The creators of Rub & Stub thought that they could use the so-called 'waste food' for their restaurant, and so far it's been successful. The menu at Rub & Stub is planned on a day-by-day basis according to what surplus food has been donated that day. This non-profit restaurant has about 100 volunteers, and the restaurant's proceeds go to humanitarian development projects throughout the world. 

Monday, November 3, 2014

"Wir Wollen Spielen" Berlin Goes After the Olympics


Let's face it, hosting the Olympics Games is a big money loser. Just ask people in Atlanta, Barcelona, London, Vancouver, Montreal, or Athens. So when Berlin announced last summer its intention to seek the Olympic Games, Berliners were a little surprised, if not outraged. You see, Berlin is so cash-strapped that it's had cut city services, reduced education funding, and eliminate a number of major infrastructure projects just to keep afloat.

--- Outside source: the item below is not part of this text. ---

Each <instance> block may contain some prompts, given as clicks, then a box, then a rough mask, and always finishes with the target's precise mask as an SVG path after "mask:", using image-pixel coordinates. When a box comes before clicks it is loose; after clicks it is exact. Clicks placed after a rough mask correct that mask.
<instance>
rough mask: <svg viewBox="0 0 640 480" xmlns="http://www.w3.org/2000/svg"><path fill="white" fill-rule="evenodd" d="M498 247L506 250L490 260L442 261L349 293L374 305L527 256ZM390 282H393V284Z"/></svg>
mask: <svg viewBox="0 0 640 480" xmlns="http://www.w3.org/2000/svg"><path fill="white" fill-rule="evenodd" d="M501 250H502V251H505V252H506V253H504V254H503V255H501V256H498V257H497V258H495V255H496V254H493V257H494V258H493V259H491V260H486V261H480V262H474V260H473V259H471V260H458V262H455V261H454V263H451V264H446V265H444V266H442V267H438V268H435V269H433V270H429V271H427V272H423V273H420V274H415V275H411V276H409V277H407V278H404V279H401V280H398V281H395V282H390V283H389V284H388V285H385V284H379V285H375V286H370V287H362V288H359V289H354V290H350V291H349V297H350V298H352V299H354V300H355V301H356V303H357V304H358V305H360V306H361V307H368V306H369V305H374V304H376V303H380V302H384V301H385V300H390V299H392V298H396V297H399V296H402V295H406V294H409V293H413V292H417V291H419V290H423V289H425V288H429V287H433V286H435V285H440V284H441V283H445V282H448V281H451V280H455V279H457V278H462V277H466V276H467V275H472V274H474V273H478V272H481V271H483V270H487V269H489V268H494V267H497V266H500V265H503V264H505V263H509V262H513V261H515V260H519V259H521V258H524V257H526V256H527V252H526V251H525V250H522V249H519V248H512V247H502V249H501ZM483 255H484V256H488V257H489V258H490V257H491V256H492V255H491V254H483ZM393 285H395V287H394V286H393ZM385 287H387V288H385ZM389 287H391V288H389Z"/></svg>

Public opinion polls are unanimous, a majority of Berliners don't want the Games. Berliners know the Olympics is all about prestige and has little to do with economics. In fact, the only real winners in the Olympic Games extravaganza are the real estate developers and city insiders.

Yet, that hasn't stopped city officials from going forward with its bid to host the Games. Today, Berlin unveiled its Pro-Olympic advertising campaign. With a motto, "Wir Wollen Spielen (We Want to Play)," Berlin hopes to convince the Olympic selection committee that it's the best choice to host the 2024 Summer Games. Good luck to them, and bad luck to Berlin if it's awarded the Games.